Dream House guests examine space sonically, move around and become more aware of how movement and balance are something felt through our sensitivity to sound waves in addition to visual, haptic or linguistic cues. The chiaroscuro half-light helps to reinforce the heightened sense of sonic awareness, subtly drawing our attention to our engagement with the acoustics of the relations between volumes and bodies in space. Different people create different body maps and timbres; they perform their own intimist domestic dramas. After spending just a little time in Dream House the body starts to acclimatise, the deafening noise begins to recede and so the work fades more into the background. The mind wanders and starts to turn inward upon itself just as the ear might, in passages of silence, resort to propriocentric hearing (7). Significantly, this work is almost immaterial, medativative rather than physical. It is constructed very simply from minor alterations to the ambient light and by the addition of the ear-splitting composition. It can, therefore, be re-installed in any other interior locations – as it was, for example, for the Son et Lumiere exhibition at the Pompidou Centre, Paris (2004-05).

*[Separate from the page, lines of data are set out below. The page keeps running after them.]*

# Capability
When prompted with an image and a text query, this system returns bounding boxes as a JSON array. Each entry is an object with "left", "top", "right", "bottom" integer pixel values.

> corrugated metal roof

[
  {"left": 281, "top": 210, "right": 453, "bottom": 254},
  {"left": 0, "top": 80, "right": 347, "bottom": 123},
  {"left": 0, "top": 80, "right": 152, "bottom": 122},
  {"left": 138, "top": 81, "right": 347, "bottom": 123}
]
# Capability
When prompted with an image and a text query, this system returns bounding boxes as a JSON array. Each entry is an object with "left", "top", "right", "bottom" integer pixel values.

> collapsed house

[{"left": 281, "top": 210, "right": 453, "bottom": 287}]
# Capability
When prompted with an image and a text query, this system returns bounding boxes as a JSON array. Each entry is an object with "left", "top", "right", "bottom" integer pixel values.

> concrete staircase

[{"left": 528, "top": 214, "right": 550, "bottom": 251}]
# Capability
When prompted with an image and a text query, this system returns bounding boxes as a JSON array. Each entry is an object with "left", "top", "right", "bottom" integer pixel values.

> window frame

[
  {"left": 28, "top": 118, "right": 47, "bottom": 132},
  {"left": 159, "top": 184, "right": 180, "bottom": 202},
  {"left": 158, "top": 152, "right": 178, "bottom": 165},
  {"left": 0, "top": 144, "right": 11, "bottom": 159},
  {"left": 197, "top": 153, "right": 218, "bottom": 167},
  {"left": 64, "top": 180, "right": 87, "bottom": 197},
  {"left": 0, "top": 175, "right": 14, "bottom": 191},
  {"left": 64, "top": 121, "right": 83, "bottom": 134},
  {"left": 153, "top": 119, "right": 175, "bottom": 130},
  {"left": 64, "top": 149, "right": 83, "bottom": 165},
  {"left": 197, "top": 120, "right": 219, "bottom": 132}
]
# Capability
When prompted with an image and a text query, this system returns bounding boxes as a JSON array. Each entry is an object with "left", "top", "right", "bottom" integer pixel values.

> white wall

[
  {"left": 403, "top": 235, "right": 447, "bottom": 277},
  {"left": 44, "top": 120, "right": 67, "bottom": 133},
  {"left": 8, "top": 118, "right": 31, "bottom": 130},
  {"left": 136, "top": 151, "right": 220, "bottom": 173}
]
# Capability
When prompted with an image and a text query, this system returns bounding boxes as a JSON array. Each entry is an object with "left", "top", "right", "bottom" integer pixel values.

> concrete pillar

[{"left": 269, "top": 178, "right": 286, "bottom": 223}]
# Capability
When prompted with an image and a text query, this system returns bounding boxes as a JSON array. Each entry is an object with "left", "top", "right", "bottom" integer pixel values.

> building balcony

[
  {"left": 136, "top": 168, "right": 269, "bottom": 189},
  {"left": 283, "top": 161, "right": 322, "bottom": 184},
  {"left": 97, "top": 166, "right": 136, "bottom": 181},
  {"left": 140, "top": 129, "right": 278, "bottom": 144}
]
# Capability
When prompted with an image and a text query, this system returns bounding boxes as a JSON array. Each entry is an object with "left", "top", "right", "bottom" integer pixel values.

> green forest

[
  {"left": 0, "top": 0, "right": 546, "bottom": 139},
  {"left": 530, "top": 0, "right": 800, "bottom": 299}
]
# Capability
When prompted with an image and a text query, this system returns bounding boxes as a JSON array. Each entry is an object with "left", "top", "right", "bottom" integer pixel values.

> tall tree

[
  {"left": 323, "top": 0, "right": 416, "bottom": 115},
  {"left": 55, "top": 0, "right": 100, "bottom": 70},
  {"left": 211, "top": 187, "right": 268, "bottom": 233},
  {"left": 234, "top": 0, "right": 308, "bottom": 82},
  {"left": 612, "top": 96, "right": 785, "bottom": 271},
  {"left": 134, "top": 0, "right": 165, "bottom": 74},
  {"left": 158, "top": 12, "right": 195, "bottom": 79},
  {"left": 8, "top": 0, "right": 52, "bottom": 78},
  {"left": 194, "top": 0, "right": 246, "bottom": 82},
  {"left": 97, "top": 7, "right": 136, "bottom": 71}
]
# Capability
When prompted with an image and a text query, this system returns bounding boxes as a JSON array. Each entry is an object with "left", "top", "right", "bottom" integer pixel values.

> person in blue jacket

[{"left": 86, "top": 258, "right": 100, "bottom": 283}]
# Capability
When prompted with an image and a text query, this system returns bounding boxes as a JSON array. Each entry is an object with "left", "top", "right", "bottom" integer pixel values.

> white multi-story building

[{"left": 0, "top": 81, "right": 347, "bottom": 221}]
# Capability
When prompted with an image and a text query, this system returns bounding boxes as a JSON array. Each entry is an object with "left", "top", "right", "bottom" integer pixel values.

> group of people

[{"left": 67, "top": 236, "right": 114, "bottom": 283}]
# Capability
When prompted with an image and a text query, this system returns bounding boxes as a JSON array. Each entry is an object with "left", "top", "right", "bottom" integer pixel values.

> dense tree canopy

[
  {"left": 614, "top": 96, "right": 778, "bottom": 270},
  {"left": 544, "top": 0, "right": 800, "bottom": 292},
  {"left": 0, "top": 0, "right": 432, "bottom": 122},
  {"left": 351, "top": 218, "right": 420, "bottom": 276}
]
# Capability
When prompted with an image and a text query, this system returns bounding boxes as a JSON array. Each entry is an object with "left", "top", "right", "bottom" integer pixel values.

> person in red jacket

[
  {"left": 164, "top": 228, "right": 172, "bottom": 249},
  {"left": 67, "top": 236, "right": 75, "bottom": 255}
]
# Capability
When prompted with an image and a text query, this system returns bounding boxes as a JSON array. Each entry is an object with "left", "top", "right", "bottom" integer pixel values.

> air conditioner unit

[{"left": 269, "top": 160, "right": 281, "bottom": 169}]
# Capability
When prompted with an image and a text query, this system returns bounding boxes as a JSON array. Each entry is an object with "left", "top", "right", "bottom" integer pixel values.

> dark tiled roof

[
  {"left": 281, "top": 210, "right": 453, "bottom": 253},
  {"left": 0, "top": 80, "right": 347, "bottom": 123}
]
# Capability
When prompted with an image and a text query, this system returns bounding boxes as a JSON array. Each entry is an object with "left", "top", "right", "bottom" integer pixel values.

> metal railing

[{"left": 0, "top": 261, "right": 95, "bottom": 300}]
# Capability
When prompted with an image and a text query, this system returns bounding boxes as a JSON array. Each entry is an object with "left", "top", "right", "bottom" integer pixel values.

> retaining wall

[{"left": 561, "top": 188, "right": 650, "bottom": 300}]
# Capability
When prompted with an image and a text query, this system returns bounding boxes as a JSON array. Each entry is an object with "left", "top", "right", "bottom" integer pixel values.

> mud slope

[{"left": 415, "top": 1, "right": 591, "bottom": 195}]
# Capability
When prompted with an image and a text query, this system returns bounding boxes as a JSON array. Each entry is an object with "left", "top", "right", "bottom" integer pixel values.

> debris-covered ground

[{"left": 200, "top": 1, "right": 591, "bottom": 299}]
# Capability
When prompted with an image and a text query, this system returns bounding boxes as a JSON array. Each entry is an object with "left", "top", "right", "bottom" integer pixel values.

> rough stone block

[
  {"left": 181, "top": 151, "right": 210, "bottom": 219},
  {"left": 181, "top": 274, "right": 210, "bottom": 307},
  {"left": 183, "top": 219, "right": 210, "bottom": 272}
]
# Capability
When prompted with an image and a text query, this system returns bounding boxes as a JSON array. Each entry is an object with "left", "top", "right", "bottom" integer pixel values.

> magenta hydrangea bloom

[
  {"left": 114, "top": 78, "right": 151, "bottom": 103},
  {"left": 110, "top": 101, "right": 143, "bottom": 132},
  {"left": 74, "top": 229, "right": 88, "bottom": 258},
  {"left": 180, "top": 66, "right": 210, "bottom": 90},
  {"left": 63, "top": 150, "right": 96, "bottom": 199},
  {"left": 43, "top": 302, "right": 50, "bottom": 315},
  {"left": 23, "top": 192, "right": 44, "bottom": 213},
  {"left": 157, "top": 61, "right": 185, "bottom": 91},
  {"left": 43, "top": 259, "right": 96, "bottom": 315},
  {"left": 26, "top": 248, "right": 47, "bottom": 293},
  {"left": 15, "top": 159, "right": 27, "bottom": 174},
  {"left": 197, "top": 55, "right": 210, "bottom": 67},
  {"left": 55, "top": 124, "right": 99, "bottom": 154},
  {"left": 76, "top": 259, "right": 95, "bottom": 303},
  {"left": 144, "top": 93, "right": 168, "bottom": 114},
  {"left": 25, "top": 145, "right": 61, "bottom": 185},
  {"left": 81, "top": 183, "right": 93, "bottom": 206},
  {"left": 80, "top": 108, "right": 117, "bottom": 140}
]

An arguably even more subtle and adaptive ambient experience can be found in Martin Creed’s Work No. 127: The lights going on and off (1995). This has been installed in many venues, including Tate Britain, London, Vistamare Associazione Culturale, Pescara, in the former Jewish Girl’s School, Mitte during the Berlin Biennial ‘06 and in his flat in Brick Lane, London to name a few. Like many of Creed’s works, Work No. 127 is contingent; its timbre changes each time it is installed. In turn, its sensual effect upon the viewer is determined greatly by the space in which it is installed. In galleries such as the Vistamare Associazione Culturale and Tate Britain, it draws our attention to the architectural features of these white cubes and to their institutional role in enabling arthood. In the former Jewish School it took on the spatial and temporal paradoxes of hauntology, the impossibility of solidifying the present, of preserving it for the future. In his flat in Brick Lane, seen only from the road, it looks like the work of a defective light fixture, or an oversensitive burglar deterrent. In each case it relies on the same very basic alternating binary (light/lack of light) of an immaterial substance (light) to produce complex emotive results. It affects the eye first and foremost, but it has a deeper impact upon the sensorium much in the manner of the strobe lighting used by the Boyles in some of their happenings. The work is remarkable in ambient terms on these grounds but also in terms of how it exudes an omnipresent character – installed in many different environments its has distinctly different effects upon the audience in each case. The work is a multiple in this sense, but, unlike most multiples and editions, it is never identical (8). It has the unpredictability of a weather system.
These examples are, of course, all based in interiors. When ambient experiences shift outdoors they are more difficult to compose, more subject to being drowned out by ambient noise and light. The experience changes perceptibly. An explicitly ambient experience that takes the environment into consideration is Tehching Hsieh’s infamous One Year Performance (1981-1982) where the artist spent one year outdoors in New York City, avoiding all shelter. Hsieh’s gesture would have remained practically invisible to his fellow New Yorkers and is even harder to imagine as a performance since it takes place over such a long period of time. Its theatricality is difficult to pin down in a way that, for example, Tatsumi Orimoto’s Breadman (various locations, 1990s) performance is not. One Year Performance is, in this aspect, a quintessentially ambient experience, it being nearly impossible to distinguish figure from ground, composed music from background noise. In this sense its precursor is Laurie Anderson’s Institutional Dream Series (1972-3). This work involved Anderson sleeping in different locations around New York City – the museum, the beach at Coney Island – to see what effect her surroundings would have upon her dreams. The work is posited as an experiment of sorts, much in keeping with trends of the day to ape and parody empirical research methods. While it may have appear to be whimsical, it’s not so far off some of the experiments that cognitive psychologists have carried out in order to better understand what happens when we are asleep. The work – in its concern with endurance and testing the limitations of the body – extends some of the preoccupations of performance art in the ‘70s into the environment. Significantly, the work does not draw attention to itself. It doesn’t register as a performance or as a theatrical event since it is not framed by an art context. Its status as a performance would have gone relatively unnoticed, Anderson either appearing to be resting, sunbathing or homeless (9).
I Want My AmI
Where Anderson’s work differs from Hsieh’s is in its attention to intelligences, to ambient forms of information. The performance functions as a tactic used to gain knowledge of a different timbre, the environment creating different colours and textures in the way that the same note sounds different on different instruments.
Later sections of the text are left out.